Due to travel and supply-line restrictions, production plants have converted their factory floors and labs to make face masks, shields, ventilators, diagnostic test kits, and so on. In a way, I4.0-readiness and their adaptability has allowed them to pivot quickly to meet demand.
Racer dedicated two of its production lines to producing face masks for the healthcare sector. It also changed some of its clean rooms to run swab kits and antibody COVID-19 test kits.
Teckwah Industrial Corporation Limited, a packaging printing and logistics solutions firm, had to quickly replace some manual procedures and extend its in-house digital solutions to customers. This included sending physical sample prints to customers and then following-up with video-calls for approvals.
Still, I4.0-preparedness is not all about adapting quickly. It is also about having the right ecosystem to innovate quickly.
“Some of our workers stay with us till they retire, so we’ve invested a lot of training in our older workers. They are important to us because they know the culture and system.”
— Willy Koh, CEO, Racer Technology
Michelman’s Phillip is quick to point out that the roadmaps and pathways for workforce learning are already in place.
The firm already has a digital team (named Project Vernie) where department leaders use a digital learning roadmap to align staff with the overall digital vision of the company. It includes strengthening core skills while embracing digital and technical exposure in other domains.
For example, a few of its customer service staff are cross-trained with production scheduling skills; warehouse assistants are cross-trained as technicians.
“We train our staff to be skilled in various areas and operate multiple machines.
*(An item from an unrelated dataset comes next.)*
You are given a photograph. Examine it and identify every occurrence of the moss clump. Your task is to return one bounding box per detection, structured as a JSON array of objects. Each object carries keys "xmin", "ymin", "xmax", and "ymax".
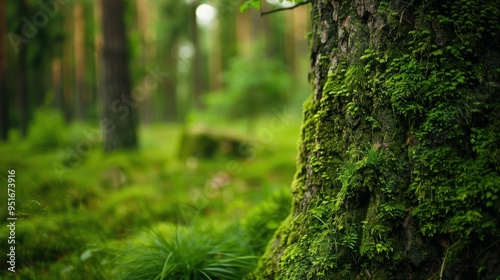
[{"xmin": 251, "ymin": 0, "xmax": 500, "ymax": 279}]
This extends their knowledge and skillset, while increasing their confidence levels. It has proved useful during the pandemic, especially when we have to contend with split-team arrangements and reduced manpower due to safe management measures,” says Ng Chee Mun, Infocomm Technology Director, Teckwah Industrial Corporation Limited.
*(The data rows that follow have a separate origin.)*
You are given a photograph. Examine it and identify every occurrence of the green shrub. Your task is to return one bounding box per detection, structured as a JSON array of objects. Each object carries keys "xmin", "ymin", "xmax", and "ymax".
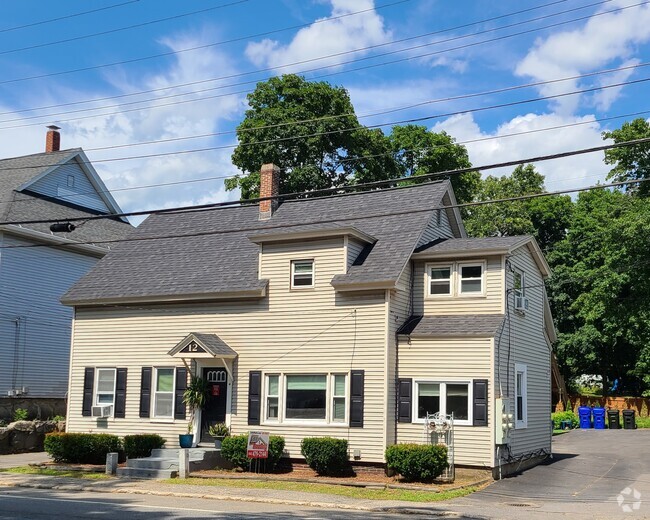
[
  {"xmin": 124, "ymin": 433, "xmax": 165, "ymax": 459},
  {"xmin": 44, "ymin": 433, "xmax": 124, "ymax": 464},
  {"xmin": 385, "ymin": 444, "xmax": 448, "ymax": 482},
  {"xmin": 14, "ymin": 408, "xmax": 28, "ymax": 421},
  {"xmin": 221, "ymin": 433, "xmax": 284, "ymax": 471},
  {"xmin": 551, "ymin": 410, "xmax": 579, "ymax": 430},
  {"xmin": 300, "ymin": 437, "xmax": 350, "ymax": 475}
]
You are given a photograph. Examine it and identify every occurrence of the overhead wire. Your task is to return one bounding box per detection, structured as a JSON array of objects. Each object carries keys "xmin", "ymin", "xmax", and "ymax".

“Skills developments are imperative for I4.0. We have upskilled and deep-skilled more than 60% of our workforce through SIMTech’s LEAN programme. Given the pandemic, we are leveraging on our digital learning platforms to continue our goal of mass training,” Phillip explains.
The company’s learning programmes are driving the fundamental shift in employee focus from equipment to data.
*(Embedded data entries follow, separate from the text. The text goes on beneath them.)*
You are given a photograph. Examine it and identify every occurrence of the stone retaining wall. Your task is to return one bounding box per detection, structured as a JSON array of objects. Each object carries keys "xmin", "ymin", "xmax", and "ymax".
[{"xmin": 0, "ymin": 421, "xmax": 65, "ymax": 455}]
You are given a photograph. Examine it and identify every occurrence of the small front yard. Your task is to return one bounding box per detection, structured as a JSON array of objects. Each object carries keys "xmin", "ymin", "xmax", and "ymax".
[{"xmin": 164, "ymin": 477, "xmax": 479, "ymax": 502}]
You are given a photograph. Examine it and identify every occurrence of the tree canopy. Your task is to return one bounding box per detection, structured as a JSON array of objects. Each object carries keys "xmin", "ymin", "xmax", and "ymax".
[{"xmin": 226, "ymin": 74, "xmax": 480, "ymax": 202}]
This means a machine operated by one technician today could potentially be multiple machines remotely operated by a supervisor tomorrow, usually through a networked interface, with data analytics and location-tracking thrown in.
More importantly, these programmes should start early or accessible at any age. Michelman partnered with Singapore Polytechnic on a Career Workforce Transformation programme to extend these learning pathways for its employees.
“We train our staff to be skilled in various areas and operate multiple machines. This extends their knowledge and skillset, while increasing their confidence levels.”
— Ng Chee Mun, Infocomm Technology Director, Teckwah Industrial Corporation Ltd.
Racer, on the other hand, sent their staff, who have stayed with the company for nearly 30 years, to train at A*STAR’s Model Factory’s Training Module.
“We did not dismiss any staff or recruit new employees for Factory 4.0. We deployed excess staff to a new line or project so that we can increase capacity,” Willy says.
Despite some setbacks from COVID-19, it’s clear that manufacturers and their workers are adjusting to these changes at work.
Despite many other businesses struggling to pay wages despite flagging demand for their goods and services, some manufacturers and their workers have continued to show a can-do mindset to transform and adapt, especially during this crisis.
“If we want to overcome such natural disruptions which are beyond our control, we need to diversify our manufacturing ecosystem to make our supply chain more resilient and robust,” says Teckwah’s Ng.
And he’s right. Their resilience will not go unnoticed. Eventually, when our borders reopen and the crisis wanes, our manufacturing sector will indeed be far more future-ready than ever.